Whatever you tell him about schooling at this prepatory stage should be true and actually should happen when the child goes to school. Many parents, in order to make the child “more ready” for schooling, paint a rosy picture that school is a place where there is a lot of fun and games, where he will enjoy himself. But when the child actually goes to school, his “sky high” expectations are brought down to earth. When he finds that the picture is not all that rosy, that all is not play and fun, that no one is paying any special attention towards him, he may get disillusioned. He may think that his parents have lied to him, just to push him out of the house and make him go to school. Therefore, never present a false and exaggerated, rosy picture of the school to the child.

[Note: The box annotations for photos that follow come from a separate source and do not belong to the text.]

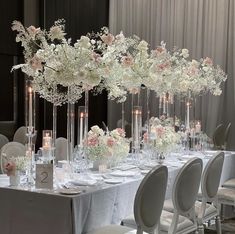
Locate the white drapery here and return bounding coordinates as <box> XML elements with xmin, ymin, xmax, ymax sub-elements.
<box><xmin>108</xmin><ymin>0</ymin><xmax>235</xmax><ymax>148</ymax></box>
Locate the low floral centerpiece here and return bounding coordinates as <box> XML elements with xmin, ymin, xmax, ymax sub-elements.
<box><xmin>84</xmin><ymin>125</ymin><xmax>129</xmax><ymax>168</ymax></box>
<box><xmin>4</xmin><ymin>156</ymin><xmax>28</xmax><ymax>186</ymax></box>
<box><xmin>144</xmin><ymin>118</ymin><xmax>181</xmax><ymax>155</ymax></box>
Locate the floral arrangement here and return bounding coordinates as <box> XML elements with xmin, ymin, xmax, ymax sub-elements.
<box><xmin>144</xmin><ymin>122</ymin><xmax>181</xmax><ymax>153</ymax></box>
<box><xmin>4</xmin><ymin>156</ymin><xmax>28</xmax><ymax>176</ymax></box>
<box><xmin>12</xmin><ymin>20</ymin><xmax>101</xmax><ymax>105</ymax></box>
<box><xmin>12</xmin><ymin>19</ymin><xmax>226</xmax><ymax>105</ymax></box>
<box><xmin>85</xmin><ymin>125</ymin><xmax>129</xmax><ymax>161</ymax></box>
<box><xmin>149</xmin><ymin>115</ymin><xmax>180</xmax><ymax>127</ymax></box>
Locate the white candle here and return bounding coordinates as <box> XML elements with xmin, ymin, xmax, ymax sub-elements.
<box><xmin>186</xmin><ymin>102</ymin><xmax>190</xmax><ymax>129</ymax></box>
<box><xmin>195</xmin><ymin>121</ymin><xmax>201</xmax><ymax>133</ymax></box>
<box><xmin>28</xmin><ymin>87</ymin><xmax>33</xmax><ymax>127</ymax></box>
<box><xmin>135</xmin><ymin>110</ymin><xmax>139</xmax><ymax>146</ymax></box>
<box><xmin>163</xmin><ymin>95</ymin><xmax>166</xmax><ymax>114</ymax></box>
<box><xmin>42</xmin><ymin>133</ymin><xmax>52</xmax><ymax>149</ymax></box>
<box><xmin>79</xmin><ymin>112</ymin><xmax>84</xmax><ymax>146</ymax></box>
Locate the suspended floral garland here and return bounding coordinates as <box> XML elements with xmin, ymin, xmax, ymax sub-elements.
<box><xmin>12</xmin><ymin>20</ymin><xmax>101</xmax><ymax>105</ymax></box>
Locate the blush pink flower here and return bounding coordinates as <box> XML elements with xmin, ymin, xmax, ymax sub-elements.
<box><xmin>30</xmin><ymin>56</ymin><xmax>42</xmax><ymax>71</ymax></box>
<box><xmin>156</xmin><ymin>126</ymin><xmax>165</xmax><ymax>137</ymax></box>
<box><xmin>27</xmin><ymin>25</ymin><xmax>41</xmax><ymax>37</ymax></box>
<box><xmin>122</xmin><ymin>56</ymin><xmax>134</xmax><ymax>67</ymax></box>
<box><xmin>187</xmin><ymin>67</ymin><xmax>199</xmax><ymax>76</ymax></box>
<box><xmin>143</xmin><ymin>132</ymin><xmax>148</xmax><ymax>143</ymax></box>
<box><xmin>153</xmin><ymin>46</ymin><xmax>166</xmax><ymax>55</ymax></box>
<box><xmin>87</xmin><ymin>136</ymin><xmax>99</xmax><ymax>146</ymax></box>
<box><xmin>117</xmin><ymin>128</ymin><xmax>126</xmax><ymax>137</ymax></box>
<box><xmin>107</xmin><ymin>137</ymin><xmax>115</xmax><ymax>147</ymax></box>
<box><xmin>5</xmin><ymin>162</ymin><xmax>16</xmax><ymax>176</ymax></box>
<box><xmin>157</xmin><ymin>62</ymin><xmax>170</xmax><ymax>71</ymax></box>
<box><xmin>101</xmin><ymin>33</ymin><xmax>114</xmax><ymax>45</ymax></box>
<box><xmin>203</xmin><ymin>57</ymin><xmax>213</xmax><ymax>66</ymax></box>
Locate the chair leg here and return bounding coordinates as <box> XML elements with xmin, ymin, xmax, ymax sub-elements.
<box><xmin>215</xmin><ymin>215</ymin><xmax>222</xmax><ymax>234</ymax></box>
<box><xmin>197</xmin><ymin>224</ymin><xmax>204</xmax><ymax>234</ymax></box>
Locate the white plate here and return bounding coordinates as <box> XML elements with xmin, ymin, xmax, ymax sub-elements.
<box><xmin>205</xmin><ymin>150</ymin><xmax>218</xmax><ymax>154</ymax></box>
<box><xmin>104</xmin><ymin>178</ymin><xmax>123</xmax><ymax>184</ymax></box>
<box><xmin>69</xmin><ymin>179</ymin><xmax>97</xmax><ymax>186</ymax></box>
<box><xmin>58</xmin><ymin>189</ymin><xmax>82</xmax><ymax>195</ymax></box>
<box><xmin>117</xmin><ymin>165</ymin><xmax>136</xmax><ymax>171</ymax></box>
<box><xmin>1</xmin><ymin>142</ymin><xmax>25</xmax><ymax>172</ymax></box>
<box><xmin>110</xmin><ymin>171</ymin><xmax>137</xmax><ymax>177</ymax></box>
<box><xmin>141</xmin><ymin>170</ymin><xmax>149</xmax><ymax>175</ymax></box>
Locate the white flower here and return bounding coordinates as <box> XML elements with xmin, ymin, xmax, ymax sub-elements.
<box><xmin>180</xmin><ymin>49</ymin><xmax>189</xmax><ymax>58</ymax></box>
<box><xmin>49</xmin><ymin>26</ymin><xmax>66</xmax><ymax>41</ymax></box>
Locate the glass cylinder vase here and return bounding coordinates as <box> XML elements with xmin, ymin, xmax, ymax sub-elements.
<box><xmin>132</xmin><ymin>106</ymin><xmax>142</xmax><ymax>154</ymax></box>
<box><xmin>77</xmin><ymin>106</ymin><xmax>87</xmax><ymax>148</ymax></box>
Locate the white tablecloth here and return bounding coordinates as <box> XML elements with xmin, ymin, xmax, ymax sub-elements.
<box><xmin>0</xmin><ymin>153</ymin><xmax>235</xmax><ymax>234</ymax></box>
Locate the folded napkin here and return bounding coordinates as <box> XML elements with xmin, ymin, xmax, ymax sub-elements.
<box><xmin>69</xmin><ymin>178</ymin><xmax>97</xmax><ymax>186</ymax></box>
<box><xmin>116</xmin><ymin>165</ymin><xmax>136</xmax><ymax>171</ymax></box>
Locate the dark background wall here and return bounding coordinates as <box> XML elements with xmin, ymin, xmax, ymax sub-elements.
<box><xmin>0</xmin><ymin>0</ymin><xmax>109</xmax><ymax>145</ymax></box>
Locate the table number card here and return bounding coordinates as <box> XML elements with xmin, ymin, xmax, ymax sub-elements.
<box><xmin>35</xmin><ymin>164</ymin><xmax>53</xmax><ymax>189</ymax></box>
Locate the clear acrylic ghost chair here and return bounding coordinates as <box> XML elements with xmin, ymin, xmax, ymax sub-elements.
<box><xmin>0</xmin><ymin>134</ymin><xmax>9</xmax><ymax>149</ymax></box>
<box><xmin>85</xmin><ymin>166</ymin><xmax>168</xmax><ymax>234</ymax></box>
<box><xmin>0</xmin><ymin>142</ymin><xmax>25</xmax><ymax>173</ymax></box>
<box><xmin>55</xmin><ymin>137</ymin><xmax>68</xmax><ymax>162</ymax></box>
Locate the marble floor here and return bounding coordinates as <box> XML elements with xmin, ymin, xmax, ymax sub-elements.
<box><xmin>205</xmin><ymin>218</ymin><xmax>235</xmax><ymax>234</ymax></box>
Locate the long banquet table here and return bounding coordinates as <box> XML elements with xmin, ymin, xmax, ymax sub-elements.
<box><xmin>0</xmin><ymin>152</ymin><xmax>235</xmax><ymax>234</ymax></box>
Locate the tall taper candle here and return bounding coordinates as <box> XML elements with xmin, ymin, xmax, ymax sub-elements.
<box><xmin>28</xmin><ymin>87</ymin><xmax>33</xmax><ymax>127</ymax></box>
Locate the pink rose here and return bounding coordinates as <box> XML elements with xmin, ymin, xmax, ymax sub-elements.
<box><xmin>203</xmin><ymin>57</ymin><xmax>213</xmax><ymax>66</ymax></box>
<box><xmin>153</xmin><ymin>46</ymin><xmax>166</xmax><ymax>55</ymax></box>
<box><xmin>187</xmin><ymin>67</ymin><xmax>198</xmax><ymax>76</ymax></box>
<box><xmin>29</xmin><ymin>56</ymin><xmax>42</xmax><ymax>71</ymax></box>
<box><xmin>5</xmin><ymin>162</ymin><xmax>16</xmax><ymax>176</ymax></box>
<box><xmin>156</xmin><ymin>126</ymin><xmax>165</xmax><ymax>137</ymax></box>
<box><xmin>122</xmin><ymin>56</ymin><xmax>134</xmax><ymax>67</ymax></box>
<box><xmin>87</xmin><ymin>136</ymin><xmax>99</xmax><ymax>146</ymax></box>
<box><xmin>143</xmin><ymin>132</ymin><xmax>148</xmax><ymax>143</ymax></box>
<box><xmin>157</xmin><ymin>62</ymin><xmax>170</xmax><ymax>71</ymax></box>
<box><xmin>117</xmin><ymin>128</ymin><xmax>126</xmax><ymax>137</ymax></box>
<box><xmin>27</xmin><ymin>25</ymin><xmax>41</xmax><ymax>36</ymax></box>
<box><xmin>107</xmin><ymin>137</ymin><xmax>115</xmax><ymax>147</ymax></box>
<box><xmin>101</xmin><ymin>33</ymin><xmax>114</xmax><ymax>45</ymax></box>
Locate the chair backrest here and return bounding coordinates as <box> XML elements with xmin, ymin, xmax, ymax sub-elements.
<box><xmin>0</xmin><ymin>134</ymin><xmax>9</xmax><ymax>149</ymax></box>
<box><xmin>201</xmin><ymin>152</ymin><xmax>224</xmax><ymax>200</ymax></box>
<box><xmin>55</xmin><ymin>137</ymin><xmax>68</xmax><ymax>161</ymax></box>
<box><xmin>212</xmin><ymin>124</ymin><xmax>225</xmax><ymax>148</ymax></box>
<box><xmin>134</xmin><ymin>166</ymin><xmax>168</xmax><ymax>233</ymax></box>
<box><xmin>13</xmin><ymin>126</ymin><xmax>28</xmax><ymax>145</ymax></box>
<box><xmin>172</xmin><ymin>158</ymin><xmax>203</xmax><ymax>216</ymax></box>
<box><xmin>0</xmin><ymin>142</ymin><xmax>26</xmax><ymax>173</ymax></box>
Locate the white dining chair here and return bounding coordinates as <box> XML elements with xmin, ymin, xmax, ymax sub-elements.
<box><xmin>122</xmin><ymin>158</ymin><xmax>202</xmax><ymax>234</ymax></box>
<box><xmin>55</xmin><ymin>137</ymin><xmax>68</xmax><ymax>162</ymax></box>
<box><xmin>0</xmin><ymin>142</ymin><xmax>26</xmax><ymax>173</ymax></box>
<box><xmin>195</xmin><ymin>152</ymin><xmax>224</xmax><ymax>234</ymax></box>
<box><xmin>164</xmin><ymin>152</ymin><xmax>224</xmax><ymax>234</ymax></box>
<box><xmin>0</xmin><ymin>134</ymin><xmax>9</xmax><ymax>149</ymax></box>
<box><xmin>85</xmin><ymin>166</ymin><xmax>168</xmax><ymax>234</ymax></box>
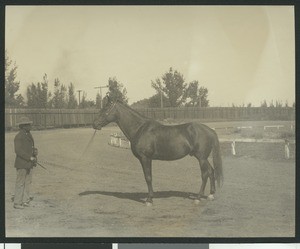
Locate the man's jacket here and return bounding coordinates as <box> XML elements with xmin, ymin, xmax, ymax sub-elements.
<box><xmin>14</xmin><ymin>129</ymin><xmax>34</xmax><ymax>169</ymax></box>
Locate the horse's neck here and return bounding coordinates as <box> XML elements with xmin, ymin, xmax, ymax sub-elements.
<box><xmin>117</xmin><ymin>105</ymin><xmax>147</xmax><ymax>140</ymax></box>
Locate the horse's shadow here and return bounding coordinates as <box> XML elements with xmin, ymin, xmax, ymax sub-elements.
<box><xmin>79</xmin><ymin>191</ymin><xmax>197</xmax><ymax>203</ymax></box>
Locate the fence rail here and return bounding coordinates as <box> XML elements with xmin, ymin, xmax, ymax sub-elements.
<box><xmin>5</xmin><ymin>107</ymin><xmax>295</xmax><ymax>129</ymax></box>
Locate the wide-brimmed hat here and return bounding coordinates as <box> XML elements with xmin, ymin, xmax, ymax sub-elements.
<box><xmin>17</xmin><ymin>117</ymin><xmax>33</xmax><ymax>125</ymax></box>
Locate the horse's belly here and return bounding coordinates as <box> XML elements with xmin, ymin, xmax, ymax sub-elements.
<box><xmin>152</xmin><ymin>142</ymin><xmax>190</xmax><ymax>161</ymax></box>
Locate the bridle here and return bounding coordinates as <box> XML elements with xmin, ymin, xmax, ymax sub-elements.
<box><xmin>105</xmin><ymin>101</ymin><xmax>117</xmax><ymax>116</ymax></box>
<box><xmin>99</xmin><ymin>102</ymin><xmax>117</xmax><ymax>127</ymax></box>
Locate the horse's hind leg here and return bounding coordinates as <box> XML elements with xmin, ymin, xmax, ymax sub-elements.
<box><xmin>140</xmin><ymin>157</ymin><xmax>154</xmax><ymax>205</ymax></box>
<box><xmin>195</xmin><ymin>155</ymin><xmax>216</xmax><ymax>199</ymax></box>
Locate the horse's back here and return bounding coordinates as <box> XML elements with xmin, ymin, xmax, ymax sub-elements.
<box><xmin>133</xmin><ymin>121</ymin><xmax>212</xmax><ymax>160</ymax></box>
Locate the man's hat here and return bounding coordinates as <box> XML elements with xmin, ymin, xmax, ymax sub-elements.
<box><xmin>17</xmin><ymin>117</ymin><xmax>33</xmax><ymax>125</ymax></box>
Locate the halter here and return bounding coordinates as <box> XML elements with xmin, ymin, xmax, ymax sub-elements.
<box><xmin>105</xmin><ymin>101</ymin><xmax>117</xmax><ymax>116</ymax></box>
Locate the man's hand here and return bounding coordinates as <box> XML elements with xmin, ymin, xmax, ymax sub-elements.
<box><xmin>30</xmin><ymin>156</ymin><xmax>37</xmax><ymax>166</ymax></box>
<box><xmin>32</xmin><ymin>148</ymin><xmax>39</xmax><ymax>157</ymax></box>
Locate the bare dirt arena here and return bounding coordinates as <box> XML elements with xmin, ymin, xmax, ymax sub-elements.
<box><xmin>5</xmin><ymin>122</ymin><xmax>295</xmax><ymax>238</ymax></box>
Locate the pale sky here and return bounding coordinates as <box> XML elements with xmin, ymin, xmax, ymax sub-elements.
<box><xmin>5</xmin><ymin>6</ymin><xmax>295</xmax><ymax>106</ymax></box>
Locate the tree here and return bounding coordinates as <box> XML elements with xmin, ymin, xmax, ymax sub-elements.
<box><xmin>260</xmin><ymin>100</ymin><xmax>268</xmax><ymax>107</ymax></box>
<box><xmin>79</xmin><ymin>92</ymin><xmax>95</xmax><ymax>109</ymax></box>
<box><xmin>149</xmin><ymin>94</ymin><xmax>171</xmax><ymax>108</ymax></box>
<box><xmin>26</xmin><ymin>74</ymin><xmax>49</xmax><ymax>109</ymax></box>
<box><xmin>5</xmin><ymin>51</ymin><xmax>24</xmax><ymax>107</ymax></box>
<box><xmin>40</xmin><ymin>74</ymin><xmax>49</xmax><ymax>109</ymax></box>
<box><xmin>186</xmin><ymin>80</ymin><xmax>209</xmax><ymax>107</ymax></box>
<box><xmin>151</xmin><ymin>67</ymin><xmax>187</xmax><ymax>107</ymax></box>
<box><xmin>68</xmin><ymin>82</ymin><xmax>77</xmax><ymax>109</ymax></box>
<box><xmin>108</xmin><ymin>77</ymin><xmax>128</xmax><ymax>103</ymax></box>
<box><xmin>96</xmin><ymin>93</ymin><xmax>102</xmax><ymax>109</ymax></box>
<box><xmin>51</xmin><ymin>78</ymin><xmax>68</xmax><ymax>109</ymax></box>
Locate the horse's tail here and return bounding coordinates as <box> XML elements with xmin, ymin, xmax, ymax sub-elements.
<box><xmin>212</xmin><ymin>134</ymin><xmax>224</xmax><ymax>187</ymax></box>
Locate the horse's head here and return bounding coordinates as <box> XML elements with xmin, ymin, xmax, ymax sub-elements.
<box><xmin>93</xmin><ymin>96</ymin><xmax>117</xmax><ymax>130</ymax></box>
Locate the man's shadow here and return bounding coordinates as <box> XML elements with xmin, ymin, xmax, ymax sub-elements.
<box><xmin>79</xmin><ymin>191</ymin><xmax>197</xmax><ymax>203</ymax></box>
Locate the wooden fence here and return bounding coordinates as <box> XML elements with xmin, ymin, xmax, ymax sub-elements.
<box><xmin>136</xmin><ymin>107</ymin><xmax>295</xmax><ymax>121</ymax></box>
<box><xmin>5</xmin><ymin>107</ymin><xmax>295</xmax><ymax>130</ymax></box>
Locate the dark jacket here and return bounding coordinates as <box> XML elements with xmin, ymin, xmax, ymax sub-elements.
<box><xmin>14</xmin><ymin>129</ymin><xmax>34</xmax><ymax>169</ymax></box>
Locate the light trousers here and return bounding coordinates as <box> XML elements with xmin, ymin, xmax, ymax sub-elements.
<box><xmin>14</xmin><ymin>169</ymin><xmax>32</xmax><ymax>205</ymax></box>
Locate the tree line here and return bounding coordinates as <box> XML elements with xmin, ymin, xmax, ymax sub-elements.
<box><xmin>5</xmin><ymin>51</ymin><xmax>295</xmax><ymax>109</ymax></box>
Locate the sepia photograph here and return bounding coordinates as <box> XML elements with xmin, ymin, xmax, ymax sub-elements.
<box><xmin>4</xmin><ymin>5</ymin><xmax>296</xmax><ymax>237</ymax></box>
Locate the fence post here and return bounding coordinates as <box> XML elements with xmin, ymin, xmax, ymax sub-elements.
<box><xmin>231</xmin><ymin>140</ymin><xmax>236</xmax><ymax>156</ymax></box>
<box><xmin>284</xmin><ymin>139</ymin><xmax>290</xmax><ymax>159</ymax></box>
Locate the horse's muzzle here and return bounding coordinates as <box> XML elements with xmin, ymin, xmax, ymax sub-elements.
<box><xmin>93</xmin><ymin>124</ymin><xmax>102</xmax><ymax>130</ymax></box>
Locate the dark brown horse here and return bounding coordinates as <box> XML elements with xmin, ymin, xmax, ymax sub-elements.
<box><xmin>93</xmin><ymin>96</ymin><xmax>223</xmax><ymax>205</ymax></box>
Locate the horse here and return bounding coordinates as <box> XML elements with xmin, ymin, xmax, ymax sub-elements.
<box><xmin>93</xmin><ymin>96</ymin><xmax>223</xmax><ymax>206</ymax></box>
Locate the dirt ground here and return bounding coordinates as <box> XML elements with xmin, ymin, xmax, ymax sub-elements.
<box><xmin>5</xmin><ymin>127</ymin><xmax>295</xmax><ymax>238</ymax></box>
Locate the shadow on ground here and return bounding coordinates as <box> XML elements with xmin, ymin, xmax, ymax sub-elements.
<box><xmin>79</xmin><ymin>191</ymin><xmax>197</xmax><ymax>203</ymax></box>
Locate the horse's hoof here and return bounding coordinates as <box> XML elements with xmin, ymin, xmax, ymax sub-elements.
<box><xmin>194</xmin><ymin>199</ymin><xmax>201</xmax><ymax>205</ymax></box>
<box><xmin>146</xmin><ymin>201</ymin><xmax>153</xmax><ymax>207</ymax></box>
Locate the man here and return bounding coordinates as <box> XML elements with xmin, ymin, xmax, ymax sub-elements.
<box><xmin>14</xmin><ymin>117</ymin><xmax>38</xmax><ymax>209</ymax></box>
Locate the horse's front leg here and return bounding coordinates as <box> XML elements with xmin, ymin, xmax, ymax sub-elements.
<box><xmin>140</xmin><ymin>157</ymin><xmax>153</xmax><ymax>206</ymax></box>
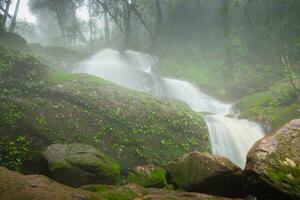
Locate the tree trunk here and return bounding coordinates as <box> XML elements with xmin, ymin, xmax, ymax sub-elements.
<box><xmin>88</xmin><ymin>0</ymin><xmax>93</xmax><ymax>43</ymax></box>
<box><xmin>123</xmin><ymin>0</ymin><xmax>131</xmax><ymax>48</ymax></box>
<box><xmin>2</xmin><ymin>0</ymin><xmax>11</xmax><ymax>29</ymax></box>
<box><xmin>152</xmin><ymin>0</ymin><xmax>163</xmax><ymax>52</ymax></box>
<box><xmin>223</xmin><ymin>0</ymin><xmax>233</xmax><ymax>68</ymax></box>
<box><xmin>9</xmin><ymin>0</ymin><xmax>21</xmax><ymax>32</ymax></box>
<box><xmin>104</xmin><ymin>0</ymin><xmax>110</xmax><ymax>45</ymax></box>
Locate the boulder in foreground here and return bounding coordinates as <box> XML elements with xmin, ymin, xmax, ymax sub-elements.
<box><xmin>168</xmin><ymin>152</ymin><xmax>245</xmax><ymax>197</ymax></box>
<box><xmin>127</xmin><ymin>165</ymin><xmax>167</xmax><ymax>188</ymax></box>
<box><xmin>243</xmin><ymin>119</ymin><xmax>300</xmax><ymax>200</ymax></box>
<box><xmin>43</xmin><ymin>144</ymin><xmax>120</xmax><ymax>187</ymax></box>
<box><xmin>0</xmin><ymin>167</ymin><xmax>103</xmax><ymax>200</ymax></box>
<box><xmin>0</xmin><ymin>167</ymin><xmax>240</xmax><ymax>200</ymax></box>
<box><xmin>82</xmin><ymin>184</ymin><xmax>241</xmax><ymax>200</ymax></box>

Some useful guidelines for parents are:
1. Parents must know that they are being good parents by forcing the child to go to school rather than being “bad” parents, as they are doing it for the good of the child.
2. The child should be reassured that his problems like stomach-ache etc. are due to “worry” and will become O.K. on going regularly to school.
3. In the initial few days, when the child is going to school, someone who is not likely to waver in the face of the child’s distress e.g. the father or some other adult should accompany the child to the school. As the school comes nearer, the crying and other complaints of the child increases in the same proportion and intensity, which makes the parents, particularly the mother, waver and take the child back home half way from school. They think that let us give him some rest today, tomorrow he will be more agreeable. Alas tomorrow never comes, and the same behaviour is repeated by the child. It may assume such proportions that the parents become hapless and seriously consider postponing schooling for a period of 1 year. So someone, who will not waver in the face of the child’s pleadings, should accompany the child to school daily till his anxiety level abates. Teachers should always be taken into confidence and their help sought.
4. In severe cases, graded anxiety reduction may be useful e.g. if the school duration is of 6 hours, for first few days, the child can be sent to school for 2 hours. Once he becomes acclimatised to it, it can be gradually increased in increments over a period of time.
5. For children with recalcitrant symptoms, a child psychologist should be consulted.
6. The most important thing is that there should not be any school absenteeism. Longer the school absence, more difficult it is to rehabilitate the child and make him go to school. The second most important thing is that if the behaviour of the child is not positively reinforced (by not sending him to school); the behaviour automatically tends to die out over a period of time.